Identification of meta-analyses

Meta-analyses were only included in this study if they met the following criteria: (a) they included RCTs that directly compared at least two active psychosocial treatments, (b) patients were adults who suffered from a diagnosable anxiety or depressive psychiatric condition as defined by any edition of the Diagnostic and Statistical Manual of Mental Disorders or other accepted diagnostic nosologies, and (c) they were published in a peer-reviewed journal.

The search for meta-analytic reviews included an exhaustive search of the database PsycINFO using the search engine ProQuest by two of the authors (BLIND). Primary search terms included ‘Depression’, ‘Anxiety’ and ‘Meta-analysis’. Filtering options for adult population and peer-reviewed journal were applied to limit search results. Potential meta-analyses were evaluated by all the authors to determine whether they met the eligibility criteria until full consensus was reached.

Large effect trials

A clinical trial database was developed that included all the comparative trials contained in the meta-analyses. Some meta-analyses included only comparative trials; for other meta-analyses, comparative trials formed a subset of trials. In the latter situation, only the comparative trials were included in this study. Some trials were contained in more than one meta-analysis and these duplicate trials were noted and then excluded so that a trial only appeared once in the trial database.
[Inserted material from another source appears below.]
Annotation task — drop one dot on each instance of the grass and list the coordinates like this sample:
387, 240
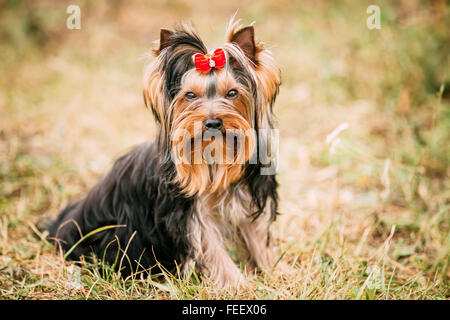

Effect size conventions (Cohen, Reference Cohen1988) stipulate that small effect sizes include those in the range of 0.2, medium effect sizes are in the range of 0.5 and large effects are in the range of 0.8. To identify the largest effect trials from our database, we used a cut-off value of d = 0.80. Trials that exhibited absolute effect sizes equal to or greater than this cut-off were included in a new dataset that only contained large effect trials. Only targeted outcomes that measured diagnosis-specific symptomology were considered in this investigation, as reported in the published meta-analysis or supplied from the meta-analytic authors upon our request in two cases (Tolin, Reference Tolin2010; Cuijpers et al., Reference Cuijpers, Ebert, Acarturk, Andersson and Cristea2016).

Finally, trials were excluded that were not ‘bona-fide’ psychotherapy comparisons (Wampold et al., Reference Wampold, Mondin, Moody, Stich, Benson and Ahn1997). The bona-fide criteria were interpreted liberally; we only eliminated comparisons to treatment-as-usual conditions and comparisons to ‘non-active’ control conditions, as identified by the trials' authors. The large effect trials were graded on their overall methodological quality by two independent raters (two of the authors) using the Psychotherapy Quality Rating Scale (PQRS) (Kocsis et al., Reference Kocsis, Gerber, Milrod, Roose, Barber, Thase, Perkins and Leon2010). This scale was developed for RCTs of psychotherapy and has demonstrated good internal consistency in validation studies (α = 0.87). The scale includes 24 items that range from 0 to 2, examining six trial quality domains: definition and delivery of treatment, patient description, outcome assessment, appropriateness of data analysis, treatment assignment and overall quality. The final item ranges from 1 to 7, where a score of 1 indicates an exceptionally poor trial and 7 indicates an exceptionally good trial. Thus, the PQRS ranges from 1 to 55, with higher scores indicating a higher quality trial.

Replication searches

The first step in locating replications was based on the premise that a replication would cite the trial it was replicating. Accordingly, we used the Web of Science to search all citations of each large effect trial in our database. The number of citations for each trial is shown in Table 3. Presumably, a replication would use the word replication in the title or abstract, which we coded. However, partly because only one citation to any of the trials used the term replication in this way, we did not limit the identification of replications to this standard. Rather, each study was coded by two independent raters (two authors) where we applied the criteria in Table 1 to determine if each citation was a replication of a previous trial. If either rater indicated that a trial was a possible replication, we included that trial in our results.

After completing this process, we were concerned that we may have missed replication attempts of trials in our database. Thus, in a post-hoc search, we used two key words (Psychotherapy, Replication) to search the Web of Science and PsycINFO databases for any replication attempt of a psychotherapy clinical trial as identified by its title. Results were filtered only by ‘clinical trial methodology’ from the list of methodologies. An advantage of this secondary search was that it allowed us to assess the extent of replication efforts in the psychotherapy literature writ large.

Results

Meta-analyses

Search results for the meta-analyses returned 648 ‘hits’ from PsycINFO. In total, 638 meta-analyses were excluded for the lack of direct comparisons, the inclusion of non-RCT research designs or the lack of patient samples with a defined disorder (see Fig. 1). Ultimately, ten meta-analyses met all inclusion criteria and composed the meta-analysis database (Table 2).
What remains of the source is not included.